If you’re not getting better, you’re getting worse, according to many NBA team builders.
It’s an admirable mindset, encouraging risk and aggressive personnel moves. But in the case of the Denver Nuggets, it was entirely accurate.
From 2003-04 through 2010-11, Denver won an average of 48.5 games – never more than 54, never fewer than 43 – and qualified for the playoffs eight straight times. But it advanced beyond the first round only once, making it to the Western Conference finals in 2009. Year in, year out, the Nuggets relied on Carmelo Anthony‘s heroics to carry the greatest load – and to outweigh Anthony’s theatrics.
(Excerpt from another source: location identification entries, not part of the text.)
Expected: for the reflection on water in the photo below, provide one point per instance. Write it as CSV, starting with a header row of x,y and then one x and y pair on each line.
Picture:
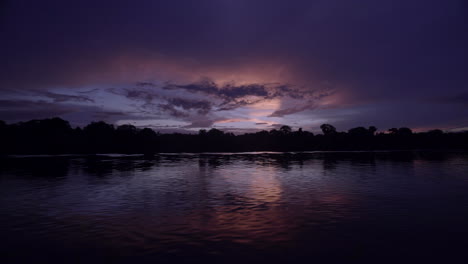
x,y
332,207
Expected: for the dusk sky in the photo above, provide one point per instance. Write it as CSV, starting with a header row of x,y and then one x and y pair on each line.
x,y
237,65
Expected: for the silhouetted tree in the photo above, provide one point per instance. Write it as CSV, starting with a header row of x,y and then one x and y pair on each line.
x,y
55,135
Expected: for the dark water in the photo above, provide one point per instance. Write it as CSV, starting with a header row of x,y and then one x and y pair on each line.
x,y
262,207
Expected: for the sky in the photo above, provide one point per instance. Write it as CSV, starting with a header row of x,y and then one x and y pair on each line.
x,y
237,65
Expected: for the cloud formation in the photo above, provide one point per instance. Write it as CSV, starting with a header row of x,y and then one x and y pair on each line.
x,y
318,59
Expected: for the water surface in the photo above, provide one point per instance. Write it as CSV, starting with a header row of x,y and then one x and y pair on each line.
x,y
331,207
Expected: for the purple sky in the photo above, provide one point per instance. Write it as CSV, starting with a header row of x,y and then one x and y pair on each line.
x,y
237,65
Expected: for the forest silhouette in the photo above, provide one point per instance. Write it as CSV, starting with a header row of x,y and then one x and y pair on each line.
x,y
56,136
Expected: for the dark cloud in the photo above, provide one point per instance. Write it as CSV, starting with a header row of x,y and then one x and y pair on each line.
x,y
200,123
60,98
461,99
291,110
374,52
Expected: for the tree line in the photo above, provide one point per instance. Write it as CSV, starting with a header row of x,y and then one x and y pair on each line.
x,y
56,136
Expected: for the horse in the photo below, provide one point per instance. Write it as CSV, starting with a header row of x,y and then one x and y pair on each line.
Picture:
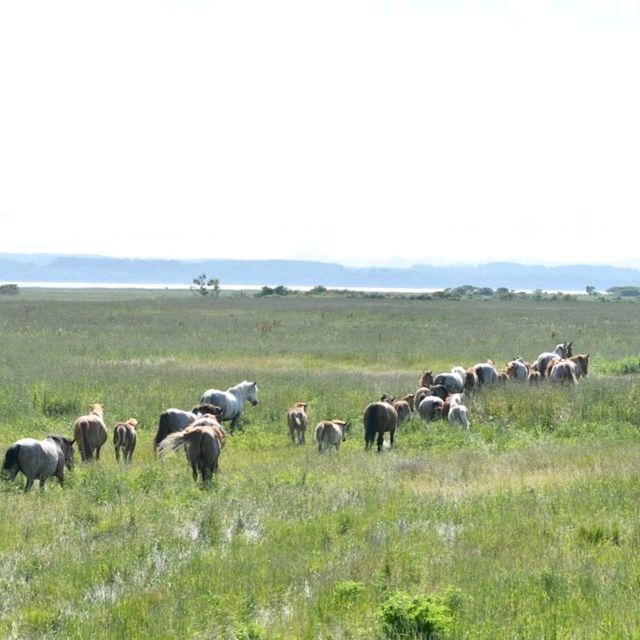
x,y
563,371
561,351
582,364
430,408
173,420
440,391
203,444
297,421
421,392
453,381
486,372
403,409
458,413
379,418
426,379
232,400
90,432
471,381
517,369
124,439
330,433
39,459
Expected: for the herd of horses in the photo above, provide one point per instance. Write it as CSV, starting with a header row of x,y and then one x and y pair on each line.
x,y
201,434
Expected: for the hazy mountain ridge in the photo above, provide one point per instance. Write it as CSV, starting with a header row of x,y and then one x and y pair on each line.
x,y
98,269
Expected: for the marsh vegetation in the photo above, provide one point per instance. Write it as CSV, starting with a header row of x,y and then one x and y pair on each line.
x,y
525,527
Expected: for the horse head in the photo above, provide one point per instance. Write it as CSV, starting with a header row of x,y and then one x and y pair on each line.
x,y
66,446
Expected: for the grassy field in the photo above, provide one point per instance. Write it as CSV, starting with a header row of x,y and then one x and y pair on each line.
x,y
526,527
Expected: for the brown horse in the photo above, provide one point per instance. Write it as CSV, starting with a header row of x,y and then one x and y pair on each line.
x,y
124,439
379,418
297,421
203,442
90,432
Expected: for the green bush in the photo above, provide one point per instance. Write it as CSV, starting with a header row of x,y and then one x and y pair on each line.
x,y
414,616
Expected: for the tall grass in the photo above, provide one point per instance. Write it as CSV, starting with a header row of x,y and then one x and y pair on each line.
x,y
525,527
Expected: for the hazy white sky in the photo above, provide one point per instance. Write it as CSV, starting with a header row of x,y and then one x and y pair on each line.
x,y
356,131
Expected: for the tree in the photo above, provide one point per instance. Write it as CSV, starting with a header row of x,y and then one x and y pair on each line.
x,y
206,287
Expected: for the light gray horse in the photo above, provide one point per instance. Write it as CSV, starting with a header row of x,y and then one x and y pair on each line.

Then Anthony fussed his way out of the Mile High City completely in February 2011 and, lo and behold, the power still was on at the Pepsi Center the next day. Life continued. Denver didn’t nosedive. George Karl got a chance to flex his coaching and player-development skills without butting heads with a younger, equally stubborn star player and what the Nuggets might have lost in the quality of that one guy (Anthony), it believed it made up in the combined skills of quantity.
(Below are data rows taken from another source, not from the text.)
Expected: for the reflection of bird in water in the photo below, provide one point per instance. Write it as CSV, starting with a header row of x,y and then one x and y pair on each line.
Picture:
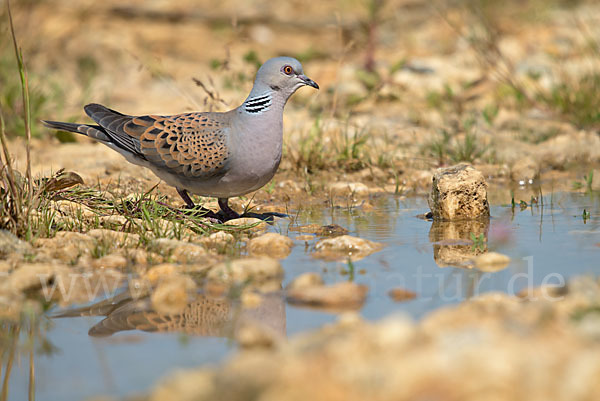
x,y
204,316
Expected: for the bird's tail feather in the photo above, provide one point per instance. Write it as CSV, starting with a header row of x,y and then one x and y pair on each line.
x,y
93,131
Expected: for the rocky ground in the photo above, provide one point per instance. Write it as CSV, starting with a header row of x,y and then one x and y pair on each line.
x,y
407,86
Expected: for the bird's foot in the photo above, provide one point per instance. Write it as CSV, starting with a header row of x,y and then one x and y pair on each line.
x,y
200,211
267,217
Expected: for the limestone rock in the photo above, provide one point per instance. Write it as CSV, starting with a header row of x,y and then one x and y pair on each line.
x,y
458,193
172,294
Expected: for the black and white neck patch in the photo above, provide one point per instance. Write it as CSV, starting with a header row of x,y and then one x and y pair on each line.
x,y
258,104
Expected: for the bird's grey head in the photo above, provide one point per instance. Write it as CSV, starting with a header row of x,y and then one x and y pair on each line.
x,y
282,75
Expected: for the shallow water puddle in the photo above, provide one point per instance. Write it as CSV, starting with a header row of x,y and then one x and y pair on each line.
x,y
130,347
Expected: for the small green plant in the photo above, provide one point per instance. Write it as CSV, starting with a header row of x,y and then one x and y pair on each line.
x,y
478,241
349,270
270,187
586,216
588,179
576,99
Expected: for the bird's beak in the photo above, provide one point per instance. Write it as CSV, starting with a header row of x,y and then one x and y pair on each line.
x,y
308,81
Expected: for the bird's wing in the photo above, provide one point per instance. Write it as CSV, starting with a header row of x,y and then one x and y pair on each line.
x,y
191,144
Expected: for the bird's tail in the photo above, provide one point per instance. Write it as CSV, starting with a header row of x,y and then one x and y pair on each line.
x,y
93,131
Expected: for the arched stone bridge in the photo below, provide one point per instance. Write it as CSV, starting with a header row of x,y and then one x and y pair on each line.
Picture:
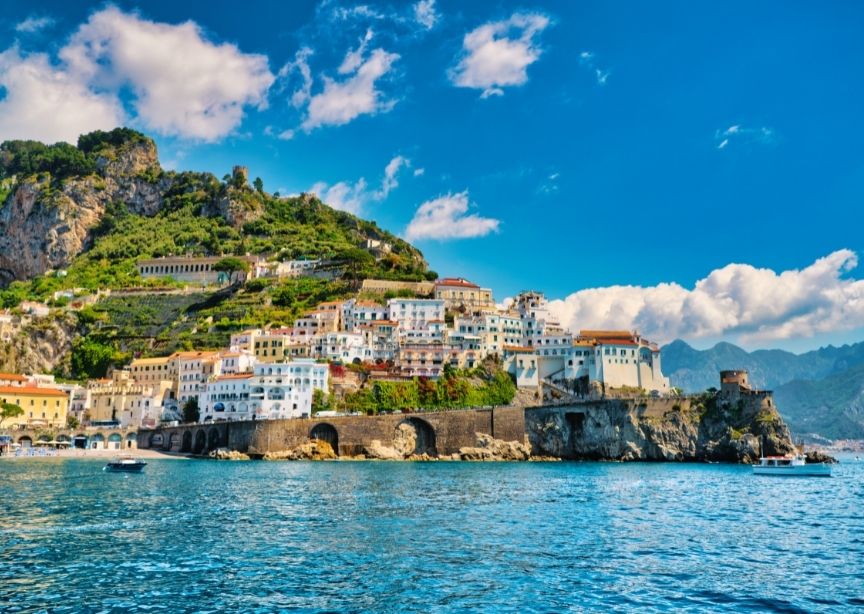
x,y
438,433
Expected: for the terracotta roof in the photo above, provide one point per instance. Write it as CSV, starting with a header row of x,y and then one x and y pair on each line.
x,y
234,376
12,377
606,334
456,281
32,390
518,348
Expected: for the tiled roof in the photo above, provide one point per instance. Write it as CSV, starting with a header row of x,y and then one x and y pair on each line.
x,y
32,390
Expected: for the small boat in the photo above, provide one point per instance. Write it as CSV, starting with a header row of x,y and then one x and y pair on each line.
x,y
126,464
790,465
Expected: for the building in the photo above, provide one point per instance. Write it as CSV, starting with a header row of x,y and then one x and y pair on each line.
x,y
461,294
121,401
192,269
41,406
227,398
285,390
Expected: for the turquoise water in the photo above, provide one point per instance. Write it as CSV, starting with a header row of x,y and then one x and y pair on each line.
x,y
429,537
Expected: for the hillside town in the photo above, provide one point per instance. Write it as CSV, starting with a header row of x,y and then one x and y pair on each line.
x,y
428,328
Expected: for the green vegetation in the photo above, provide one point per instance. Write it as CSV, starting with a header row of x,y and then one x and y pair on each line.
x,y
453,390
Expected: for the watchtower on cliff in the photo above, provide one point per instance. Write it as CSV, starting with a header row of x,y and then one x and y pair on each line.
x,y
733,382
240,175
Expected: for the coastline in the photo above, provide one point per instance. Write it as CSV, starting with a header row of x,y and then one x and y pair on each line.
x,y
101,454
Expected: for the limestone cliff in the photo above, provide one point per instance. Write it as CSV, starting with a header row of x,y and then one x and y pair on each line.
x,y
702,429
39,346
46,222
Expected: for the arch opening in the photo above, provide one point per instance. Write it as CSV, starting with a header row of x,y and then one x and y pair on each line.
x,y
326,432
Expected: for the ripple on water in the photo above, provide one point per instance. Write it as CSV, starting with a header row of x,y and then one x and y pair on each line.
x,y
264,537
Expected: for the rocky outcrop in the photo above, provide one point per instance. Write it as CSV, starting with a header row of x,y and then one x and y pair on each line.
x,y
226,454
39,346
490,449
654,430
44,224
314,449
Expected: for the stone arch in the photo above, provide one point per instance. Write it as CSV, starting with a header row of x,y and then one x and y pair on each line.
x,y
415,436
213,439
200,442
115,441
324,431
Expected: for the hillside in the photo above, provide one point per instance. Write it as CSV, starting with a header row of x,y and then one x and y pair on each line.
x,y
832,407
80,217
821,391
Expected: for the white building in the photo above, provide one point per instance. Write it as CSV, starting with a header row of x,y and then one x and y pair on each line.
x,y
284,390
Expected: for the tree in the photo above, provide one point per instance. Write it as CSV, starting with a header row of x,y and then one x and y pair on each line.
x,y
191,412
10,410
231,265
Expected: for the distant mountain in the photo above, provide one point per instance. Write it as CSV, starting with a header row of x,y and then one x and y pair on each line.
x,y
819,392
832,407
695,370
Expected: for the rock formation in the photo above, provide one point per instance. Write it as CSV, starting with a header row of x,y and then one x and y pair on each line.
x,y
689,430
490,449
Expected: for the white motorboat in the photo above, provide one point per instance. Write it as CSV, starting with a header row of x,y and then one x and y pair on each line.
x,y
790,465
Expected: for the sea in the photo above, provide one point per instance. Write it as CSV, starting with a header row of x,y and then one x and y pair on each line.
x,y
210,536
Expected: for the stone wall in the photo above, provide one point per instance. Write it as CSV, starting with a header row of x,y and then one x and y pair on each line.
x,y
447,431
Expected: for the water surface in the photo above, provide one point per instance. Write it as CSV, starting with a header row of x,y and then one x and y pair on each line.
x,y
531,537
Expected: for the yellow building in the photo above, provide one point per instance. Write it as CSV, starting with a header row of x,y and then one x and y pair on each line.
x,y
42,406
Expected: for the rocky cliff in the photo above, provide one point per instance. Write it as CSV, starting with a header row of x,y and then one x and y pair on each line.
x,y
705,428
46,222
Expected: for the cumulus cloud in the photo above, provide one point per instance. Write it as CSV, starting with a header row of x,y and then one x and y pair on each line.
x,y
33,24
736,132
183,84
344,196
446,217
737,300
498,54
425,14
45,103
357,94
587,59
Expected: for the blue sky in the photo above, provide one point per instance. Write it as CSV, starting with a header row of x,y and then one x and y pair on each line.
x,y
565,147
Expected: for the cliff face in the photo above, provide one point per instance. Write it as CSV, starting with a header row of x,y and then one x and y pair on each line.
x,y
39,346
659,429
44,225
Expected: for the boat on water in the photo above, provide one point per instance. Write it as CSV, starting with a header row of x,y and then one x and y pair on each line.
x,y
796,465
126,464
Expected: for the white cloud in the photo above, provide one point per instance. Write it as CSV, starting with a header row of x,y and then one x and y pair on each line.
x,y
737,300
390,181
497,54
446,218
587,59
183,84
33,24
343,101
737,132
45,103
425,14
343,195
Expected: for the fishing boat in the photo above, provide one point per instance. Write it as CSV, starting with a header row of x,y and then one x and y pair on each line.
x,y
790,465
126,464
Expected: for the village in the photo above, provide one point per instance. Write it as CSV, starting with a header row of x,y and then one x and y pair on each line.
x,y
428,329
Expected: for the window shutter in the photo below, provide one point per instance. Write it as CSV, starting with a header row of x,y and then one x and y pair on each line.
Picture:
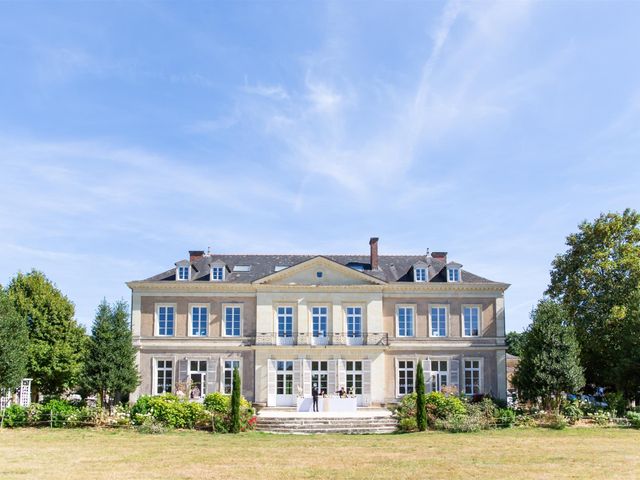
x,y
271,383
428,376
183,375
211,375
455,373
306,375
342,373
331,374
366,382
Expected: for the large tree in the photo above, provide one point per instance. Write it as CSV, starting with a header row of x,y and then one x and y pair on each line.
x,y
598,281
549,360
14,342
110,365
56,341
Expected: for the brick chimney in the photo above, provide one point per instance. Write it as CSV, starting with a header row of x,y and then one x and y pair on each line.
x,y
373,243
440,256
195,255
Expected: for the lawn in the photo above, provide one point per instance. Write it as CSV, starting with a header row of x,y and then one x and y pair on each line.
x,y
517,453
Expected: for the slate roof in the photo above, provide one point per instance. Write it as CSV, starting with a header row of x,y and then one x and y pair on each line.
x,y
392,268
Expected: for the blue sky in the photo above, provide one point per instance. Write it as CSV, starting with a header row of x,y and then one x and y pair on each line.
x,y
131,132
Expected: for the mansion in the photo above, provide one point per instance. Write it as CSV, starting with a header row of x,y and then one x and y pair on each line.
x,y
358,322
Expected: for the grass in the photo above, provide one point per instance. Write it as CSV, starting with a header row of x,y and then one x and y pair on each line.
x,y
515,453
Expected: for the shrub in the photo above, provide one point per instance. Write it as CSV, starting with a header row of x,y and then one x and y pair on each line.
x,y
634,419
16,416
505,417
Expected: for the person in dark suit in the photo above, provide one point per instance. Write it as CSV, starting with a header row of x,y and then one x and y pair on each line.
x,y
314,394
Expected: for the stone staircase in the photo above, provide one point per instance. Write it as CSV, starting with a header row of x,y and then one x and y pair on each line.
x,y
362,423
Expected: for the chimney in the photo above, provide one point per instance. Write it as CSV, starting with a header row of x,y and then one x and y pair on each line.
x,y
373,243
440,256
195,255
With Anthony due to face his former team Wednesday for the first time in Denver since the trade, the Denver Post’s Benjamin Hochman looked at the Nuggets’ decision to swap marquee power for the strength of ensemble. He spoke with GM Masai Ujiri about the transformation, more than two years later:
“I think it was a win-win for both teams,” Ujiri said. “Both teams have moved on, even though people talk about it. We’re happy with the growth of those players. It’s kind of what we hoped it would be.”
The Nuggets lost again in the first round against the Lakers last spring, but at least the formula had been changed – and the days of Anthony clamoring for help around HIM were over. The roster has been overhauled, starting but not ending with the ‘Melo trade, and Denver plays differently, is less reliant on one man’s hot hand, has quickened its pace and takes pride on defense in ways that never happened in the Anthony era.
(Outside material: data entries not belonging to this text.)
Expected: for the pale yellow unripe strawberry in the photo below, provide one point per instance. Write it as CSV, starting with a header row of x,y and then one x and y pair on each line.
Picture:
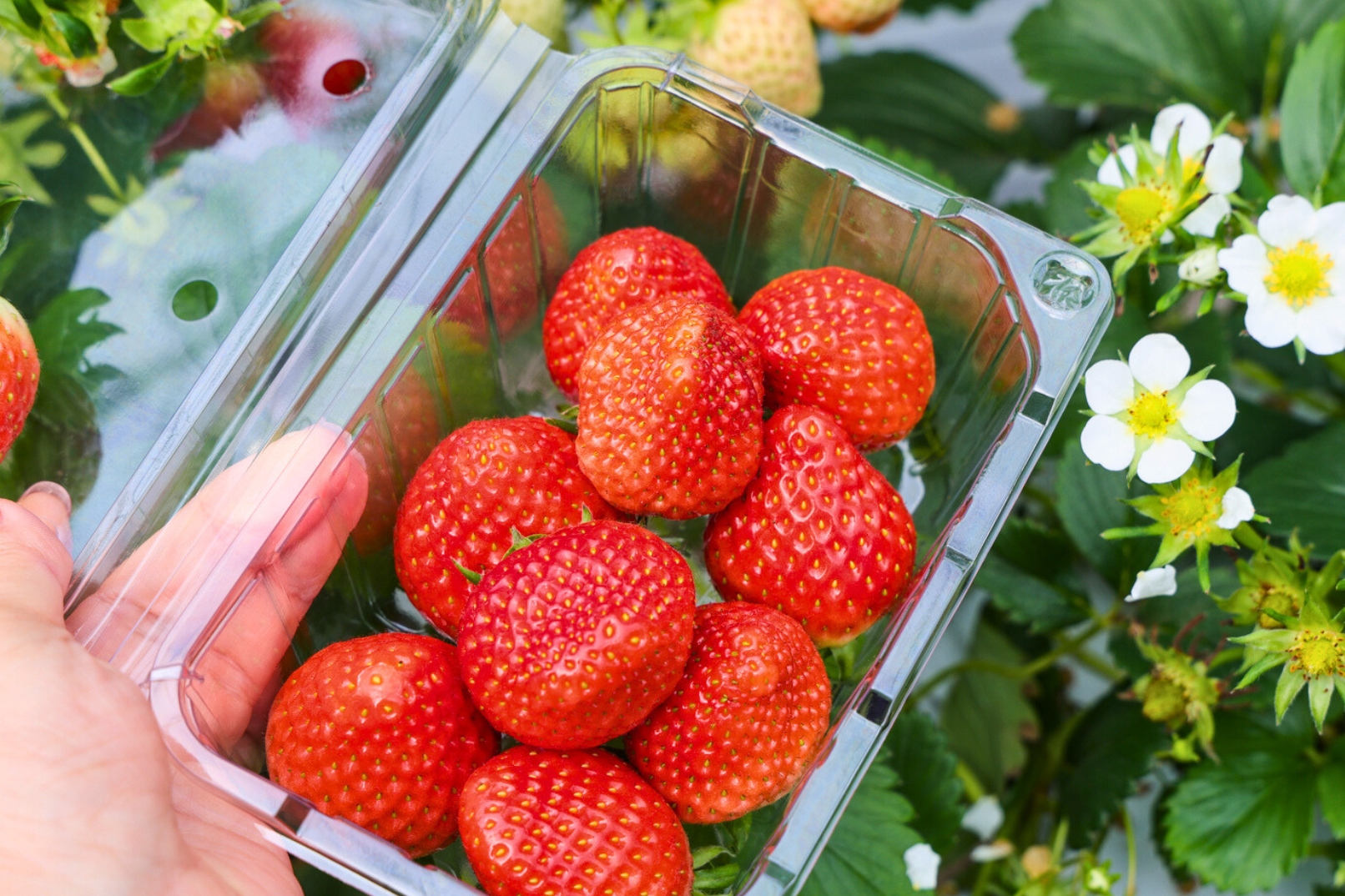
x,y
859,17
544,17
768,46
Guard Ty Lawson is Anthony’s only Denver teammate who remains. And he told Hochman, with all due respect for the guy who’s gone, that the Nuggets are better positioned now with the likes of Danilo Gallinari, Andre Iguodala, Andre Miller, Wilson Chandler, JaVale McGee and others sharing responsibilities.
“We’ve gotten better on defense,” Lawson said. “I think we’re a little more dangerous. You don’t know where our scoring is coming from. With ‘Melo, everybody had their focus on him. With us, JaVale might step up. Gallo, Iguodala, we’ve got weapons all over the place.”
The Nuggets have been on a tear, winning nine of their past 10 and 16 of 20 to reach 42-22, building a virtual floor beneath them in the West’s No. 5 spot. Their 28-3 mark matches Miami for NBA’s best, Karl is assured of his 21st season as a head coach finishing .500 or better and, at a micro level, Denver has strung together two games hitting at least 50 percent of its field-goal attempts, 45 percent of its 3-pointers and 80 percent of its free-throw attempts.
The Nuggets still have a game against Phoenix Monday to navigate before Anthony’s homecoming. And after two years, it’s hard to say how much vitriol or emotion remains (in the stands, probably plenty). But based on recent comments from Karl, you can assume there will big-time significance just below the surface when the Knicks show up Wednesday. As noted by Hochman:
“Most of the people are going to say, ‘You can’t win without a star.’ I’m tired of it. I’m fed up with it. I’ve been angry about it,” Nuggets coach George Karl said last week on the, give or take, seven bazillionth time he’s talked about winning without a star. “It’s a team game. I know Miami won the championship and had a superstar, but they were the best basketball team. Our job is to try to become the best basketball team. I honestly think it can be done. I think it’s silly to not even have one person stand up and say it could be done.”